Le modèle qui illustre sa couverture est une femme qui m’a durablement impressionné il y a plus de 30 ans. Elle est d’abord apparue dans l’édition américaine de « Playboy » avant de poser pour Newton pour sa série « Big Nudes », utilisée ici.
Pendant une période d’un peu plus de 10 ans, de 13 à 25 ans, j’ai été un fan assidu de « Playboy ». D’abord à travers les exemplaires que mon père collectionnait et que je consultais en cachette. Puis de façon autonome, dès que j’ai eu l’âge de les acheter.

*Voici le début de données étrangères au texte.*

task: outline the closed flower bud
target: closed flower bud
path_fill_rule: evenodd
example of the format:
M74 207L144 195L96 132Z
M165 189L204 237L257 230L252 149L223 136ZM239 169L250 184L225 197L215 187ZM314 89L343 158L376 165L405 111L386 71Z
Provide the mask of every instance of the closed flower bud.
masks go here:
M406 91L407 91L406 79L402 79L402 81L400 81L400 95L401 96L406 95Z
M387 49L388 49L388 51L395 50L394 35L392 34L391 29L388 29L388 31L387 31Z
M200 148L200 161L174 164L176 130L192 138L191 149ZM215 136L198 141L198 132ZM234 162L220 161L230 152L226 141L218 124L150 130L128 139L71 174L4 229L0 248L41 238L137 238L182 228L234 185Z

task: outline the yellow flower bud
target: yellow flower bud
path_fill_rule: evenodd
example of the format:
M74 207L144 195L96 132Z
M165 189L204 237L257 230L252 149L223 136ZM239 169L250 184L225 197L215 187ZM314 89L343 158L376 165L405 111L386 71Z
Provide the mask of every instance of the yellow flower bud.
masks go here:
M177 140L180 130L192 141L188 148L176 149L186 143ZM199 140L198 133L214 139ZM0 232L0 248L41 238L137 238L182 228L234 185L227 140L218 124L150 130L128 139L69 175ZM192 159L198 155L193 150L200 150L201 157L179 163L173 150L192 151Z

La découverte de cette vitrine de magasin a provoqué chez moi un élan nostalgique qui m’a donné envie de retrouver certaines de ces femmes désirées il y a tant d’années. Mais comment faire?
J’ai alors repensé à l’une d'elles : Susan Lynn Kiger, Playmate de Janvier 1977.

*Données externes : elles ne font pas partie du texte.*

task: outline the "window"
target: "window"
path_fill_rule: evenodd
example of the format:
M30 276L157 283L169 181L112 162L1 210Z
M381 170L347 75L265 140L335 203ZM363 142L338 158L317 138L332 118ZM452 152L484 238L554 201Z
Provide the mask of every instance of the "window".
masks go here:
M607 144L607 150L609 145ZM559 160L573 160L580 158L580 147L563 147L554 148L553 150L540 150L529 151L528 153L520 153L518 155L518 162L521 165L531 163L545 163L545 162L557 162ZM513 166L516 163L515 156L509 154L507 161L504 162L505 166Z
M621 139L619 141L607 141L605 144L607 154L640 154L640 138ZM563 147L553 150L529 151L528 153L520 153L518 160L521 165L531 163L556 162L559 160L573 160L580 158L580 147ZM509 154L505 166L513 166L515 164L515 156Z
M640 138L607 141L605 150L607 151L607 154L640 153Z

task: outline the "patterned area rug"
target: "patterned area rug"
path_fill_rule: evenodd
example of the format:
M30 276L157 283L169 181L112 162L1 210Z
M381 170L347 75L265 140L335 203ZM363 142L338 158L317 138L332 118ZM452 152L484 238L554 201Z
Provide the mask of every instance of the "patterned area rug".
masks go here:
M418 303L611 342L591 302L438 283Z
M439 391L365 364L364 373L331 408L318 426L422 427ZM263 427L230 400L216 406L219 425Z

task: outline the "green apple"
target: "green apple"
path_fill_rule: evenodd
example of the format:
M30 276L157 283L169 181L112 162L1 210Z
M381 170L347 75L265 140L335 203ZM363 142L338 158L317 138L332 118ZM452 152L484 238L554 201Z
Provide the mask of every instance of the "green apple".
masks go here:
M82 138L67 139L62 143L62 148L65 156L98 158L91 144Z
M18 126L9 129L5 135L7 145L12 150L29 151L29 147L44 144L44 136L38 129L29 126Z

J’ai retrouvé des photos d’elle sur internet et c’était comme si je repèrenais contact avec une vieille amie. Elle n’a pas changé. Toujours aussi sportive, gracieuse, provocante. Elle fait toujours du ski. Elle séjourne toujours dans le même chalet où elle aime à se prélasser langoureusement au coin du feu. Elle porte toujours les même bottines invraisemblables en laine tricotée blanche, qu’elle lace et délace sans fin.
Seule sa coiffure me surprend à présent, tellement elle évoque avec le recul celle de Farrah Fawcett à la même époque !
Susan Lynn Kiger. Soupirs…. Tout une époque.
Et tout un univers de désirs et de tourments intimes retrouvés.
Et le modèle de Helmut Newton ? Je n'ai eu aucune difficulté à évoquer aujourd'hui son noble pedigree : Henriette Allais , Playmate du mois de mars 1980.
Ces dernières années, j’ai du mal à me rappeler où je laisse des objets, j’oublie le code d'entrée de mon immeuble, et je suis parfois incapable de me souvenir du nom de personnes de mon entourage.
Mais les alias portés par deux images de papier sur lesquelles je me suis satisfait il y a trois décennies sont gravés à jamais.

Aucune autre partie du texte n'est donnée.